25 octobre 2023 à 18h36
C’est le scénario que le gouvernement voulait à tout prix éviter : le dossier Atos a désormais pris une dimension politique. La commission des finances a adopté à une large majorité ce 25 octobre un amendement en vue de nationaliser « de façon temporaire » les activités stratégiques du groupe de services numériques.
En quelques semaines, Atos est devenu l’un des emblèmes de la défense des intérêts stratégiques industriels du pays. Très en pointe sur le dossier dès le début du mois d’août, le groupe Les Républicains (LR) a réussi à entraîner les formations de l’opposition à s’intéresser au sort réservé à Atos, Renaissance restant muet sur le sujet dans l’attente d’instructions de l’Élysée. La dimension stratégique de certaines activités (supercalculateurs pour la dissuasion nucléaire et calcul quantique, logiciels pour le pilotage des centrales mais aussi pour nombre de services publics) ne peut être délaissée selon nombre de parlementaires, à un moment où le groupe risque d’être vendu à la découpe.
Dans le cadre du volet dépenses du projet de loi de finances 2024, deux amendements, suggérant une nationalisation temporaire, ont été déposés en vue de permettre à l’État de reprendre la main. Le premier, déposé par Olivier Marleix, chef de file du groupe LR à l’Assemblée nationale, recommandait de dégager une enveloppe de 250 millions d’euros pour nationaliser à hauteur de 51 % l’ensemble du groupe. Le second, proposé par le député PS, Philippe Brun, par ailleurs rapporteur de participations financières de l’État, demandait le vote d’un crédit de 390 millions d’euros pour nationaliser les seules activités stratégiques. « Nous sommes inquiets des risques de perte de souveraineté pour l’État », explique le parlementaire PS pour justifier son initiative sur Atos.

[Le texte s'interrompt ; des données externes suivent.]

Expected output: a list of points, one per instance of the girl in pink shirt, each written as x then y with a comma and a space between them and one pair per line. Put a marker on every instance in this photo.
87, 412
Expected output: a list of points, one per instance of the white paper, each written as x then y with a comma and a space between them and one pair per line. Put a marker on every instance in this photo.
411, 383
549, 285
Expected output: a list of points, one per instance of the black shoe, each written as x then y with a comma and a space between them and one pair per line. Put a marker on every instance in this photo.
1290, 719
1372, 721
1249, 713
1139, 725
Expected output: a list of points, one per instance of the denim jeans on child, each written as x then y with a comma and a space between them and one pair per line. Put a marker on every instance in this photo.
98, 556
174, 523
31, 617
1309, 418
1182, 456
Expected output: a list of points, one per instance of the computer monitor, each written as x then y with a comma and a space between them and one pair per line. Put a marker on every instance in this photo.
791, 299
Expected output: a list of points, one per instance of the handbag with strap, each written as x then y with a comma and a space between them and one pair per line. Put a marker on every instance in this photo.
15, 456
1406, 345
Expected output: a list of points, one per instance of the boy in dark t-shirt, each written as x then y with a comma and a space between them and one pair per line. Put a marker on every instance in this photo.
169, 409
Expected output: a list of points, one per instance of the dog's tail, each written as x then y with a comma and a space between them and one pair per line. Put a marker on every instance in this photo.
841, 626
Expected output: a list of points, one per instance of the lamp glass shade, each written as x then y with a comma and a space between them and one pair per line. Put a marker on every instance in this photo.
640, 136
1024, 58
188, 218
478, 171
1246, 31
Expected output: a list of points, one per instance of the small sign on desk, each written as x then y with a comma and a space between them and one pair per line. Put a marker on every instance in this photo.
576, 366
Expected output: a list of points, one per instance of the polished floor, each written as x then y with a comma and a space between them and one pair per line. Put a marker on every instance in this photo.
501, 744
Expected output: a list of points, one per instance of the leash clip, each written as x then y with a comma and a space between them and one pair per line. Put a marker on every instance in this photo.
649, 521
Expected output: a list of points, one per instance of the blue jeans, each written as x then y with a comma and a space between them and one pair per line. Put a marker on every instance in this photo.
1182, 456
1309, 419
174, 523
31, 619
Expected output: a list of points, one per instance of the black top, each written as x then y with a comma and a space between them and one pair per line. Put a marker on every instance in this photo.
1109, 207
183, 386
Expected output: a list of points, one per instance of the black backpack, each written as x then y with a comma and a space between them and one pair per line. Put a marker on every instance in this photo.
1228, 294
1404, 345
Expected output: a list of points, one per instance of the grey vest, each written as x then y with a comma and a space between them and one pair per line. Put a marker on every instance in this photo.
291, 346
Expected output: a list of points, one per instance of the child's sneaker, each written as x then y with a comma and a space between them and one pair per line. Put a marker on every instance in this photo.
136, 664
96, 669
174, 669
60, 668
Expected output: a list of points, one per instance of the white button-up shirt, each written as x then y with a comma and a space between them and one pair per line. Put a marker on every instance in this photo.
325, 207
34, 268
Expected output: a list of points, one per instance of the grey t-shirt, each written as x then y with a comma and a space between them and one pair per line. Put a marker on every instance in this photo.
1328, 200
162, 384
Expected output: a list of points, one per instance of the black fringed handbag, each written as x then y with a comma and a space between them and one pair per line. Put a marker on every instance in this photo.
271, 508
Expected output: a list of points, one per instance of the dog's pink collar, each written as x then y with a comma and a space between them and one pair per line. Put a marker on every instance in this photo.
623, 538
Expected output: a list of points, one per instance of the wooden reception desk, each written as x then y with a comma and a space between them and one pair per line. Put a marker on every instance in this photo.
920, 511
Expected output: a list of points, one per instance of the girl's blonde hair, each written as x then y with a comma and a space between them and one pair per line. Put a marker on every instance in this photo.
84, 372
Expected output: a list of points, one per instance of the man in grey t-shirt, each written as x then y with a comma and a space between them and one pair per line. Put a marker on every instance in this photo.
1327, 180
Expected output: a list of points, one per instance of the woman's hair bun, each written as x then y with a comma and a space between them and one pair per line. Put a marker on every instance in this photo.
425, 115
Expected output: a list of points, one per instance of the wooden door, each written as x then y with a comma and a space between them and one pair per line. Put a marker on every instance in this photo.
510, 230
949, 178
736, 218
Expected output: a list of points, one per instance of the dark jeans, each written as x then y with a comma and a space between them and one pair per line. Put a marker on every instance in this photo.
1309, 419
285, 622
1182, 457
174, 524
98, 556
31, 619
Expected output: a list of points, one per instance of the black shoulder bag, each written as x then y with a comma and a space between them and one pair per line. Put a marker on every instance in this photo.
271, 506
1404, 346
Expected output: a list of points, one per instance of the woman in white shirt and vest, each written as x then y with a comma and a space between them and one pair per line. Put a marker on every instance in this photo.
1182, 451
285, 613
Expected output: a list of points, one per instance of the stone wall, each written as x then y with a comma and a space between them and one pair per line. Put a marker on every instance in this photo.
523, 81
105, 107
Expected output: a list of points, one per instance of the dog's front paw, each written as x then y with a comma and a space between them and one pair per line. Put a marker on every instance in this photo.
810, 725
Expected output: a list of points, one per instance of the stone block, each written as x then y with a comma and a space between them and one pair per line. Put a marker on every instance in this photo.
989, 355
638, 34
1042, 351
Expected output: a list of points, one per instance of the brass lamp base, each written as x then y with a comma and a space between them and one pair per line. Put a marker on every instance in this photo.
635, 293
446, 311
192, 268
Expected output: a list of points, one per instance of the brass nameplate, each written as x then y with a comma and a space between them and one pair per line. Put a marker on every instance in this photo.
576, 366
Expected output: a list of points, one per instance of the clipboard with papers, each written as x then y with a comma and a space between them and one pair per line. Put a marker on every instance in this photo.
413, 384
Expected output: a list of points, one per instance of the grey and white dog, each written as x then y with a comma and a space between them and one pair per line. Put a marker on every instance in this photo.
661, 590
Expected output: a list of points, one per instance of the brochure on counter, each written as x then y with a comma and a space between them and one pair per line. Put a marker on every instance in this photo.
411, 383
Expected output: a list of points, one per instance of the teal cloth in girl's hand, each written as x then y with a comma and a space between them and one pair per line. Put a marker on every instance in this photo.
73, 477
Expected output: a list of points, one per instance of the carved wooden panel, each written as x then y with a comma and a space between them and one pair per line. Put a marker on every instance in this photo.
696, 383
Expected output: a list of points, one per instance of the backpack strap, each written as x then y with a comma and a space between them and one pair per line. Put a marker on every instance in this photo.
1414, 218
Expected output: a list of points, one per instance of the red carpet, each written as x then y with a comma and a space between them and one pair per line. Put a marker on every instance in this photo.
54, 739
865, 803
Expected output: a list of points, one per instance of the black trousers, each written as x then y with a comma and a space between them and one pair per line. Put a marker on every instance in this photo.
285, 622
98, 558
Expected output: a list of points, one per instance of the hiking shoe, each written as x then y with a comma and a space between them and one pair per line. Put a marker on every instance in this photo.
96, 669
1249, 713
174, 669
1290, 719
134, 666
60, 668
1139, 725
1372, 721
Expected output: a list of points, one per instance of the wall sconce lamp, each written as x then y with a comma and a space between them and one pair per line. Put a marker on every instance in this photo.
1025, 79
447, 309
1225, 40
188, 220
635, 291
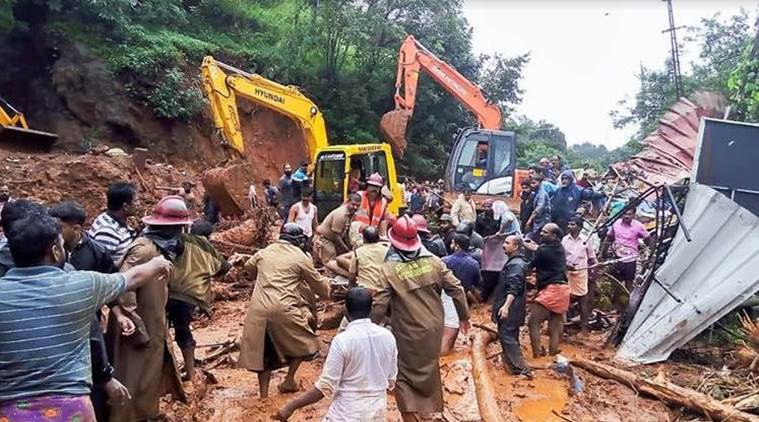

En séance, Olivier Marleix a décidé de retirer son amendement au profit de celui de Philippe Brun, qui prévoit des financements supérieurs pour cette opération de nationalisation. « L’idée est de se donner du temps pour trouver des partenariats industriels français solides », a développé le député LR avant de voter, comme son groupe, en faveur de l’amendement de Philippe Brun. Olivier Marleix redoute que, sans coup d’arrêt ferme des pouvoirs publics, le sort du groupe, en pleine décomposition, se règle dans l’opacité au travers d’une procédure de sauvegarde accélérée « comme avec Casino ». Un cas de figure inadmissible, selon lui, compte tenu des enjeux stratégiques d’Atos.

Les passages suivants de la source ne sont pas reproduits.